Damocles
- Cover art by H.N. Voss
- Author: Bill Worzel H.N. Voss
- Illustrator: H.N. Voss
- Genre: Post-apocalyptic
- Publisher: Timeline
- Publication date: 1982
- Preceded by: Liberation at Riverton
- Followed by: Operation Lucifer

= Damocles (The Morrow Project) =

Post-apocalyptic role-playing adventure

Damocles is an adventure published by Timeline in 1982 for the post-apocalyptic role-playing game The Morrow Project.

==Contents==
Recon G-9 team is awoken in Michigan 150 years after a nuclear holocaust, and are ordered to take control of Damocles, an experimental military computer equipped with artificial intelligence housed in an underground complex and guarded by autonomous robots. The team must also deal with inter-community wars, wolf packs, and the near-permanent post-nuclear winter.

The book also contains vehicle plans, a replica of the navigation system, equipment sheets, and various floor plans for important locations.

==Publication history==
Timeline published the post-apocalyptic role-playing game The Morrow Project in 1980, and between 1982 and 2013, published eleven adventures, the second in 1982 being Damocles, a 40-page book written by Bill Worzel and H.N. Voss, with artwork by Voss.

==Reception==
In Issue 62 The Space Gamer, William A. Barton commented "Overall, Damocles is quite well done and should provide quite a bit of gaming enjoyment for TMP players, whether it is used as a one-shot scenario or as the first in what could be a lengthy campaign."

In Issue 2 of the British game magazine Imagine, Chris Baylis noted "The scenario is very well designed, but tends to get bogged down in the middle.

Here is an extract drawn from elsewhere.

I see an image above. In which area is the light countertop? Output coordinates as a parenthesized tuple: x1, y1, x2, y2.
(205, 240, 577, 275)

An experienced [ Project Director ] will have the forethought to include minor (yet not fatal) diversions to keep the players' minds occupied during these passing phases."

In Issue 46 of Different Worlds, Joseph Benedetto warned "although it has a high potential for being a shoot-' em-up, it is actually a 'let's think this one through' game." Benedetto concluded, "A very fun module, it is more suited for experienced players, and those who realize that it is often better to talk than to shoot."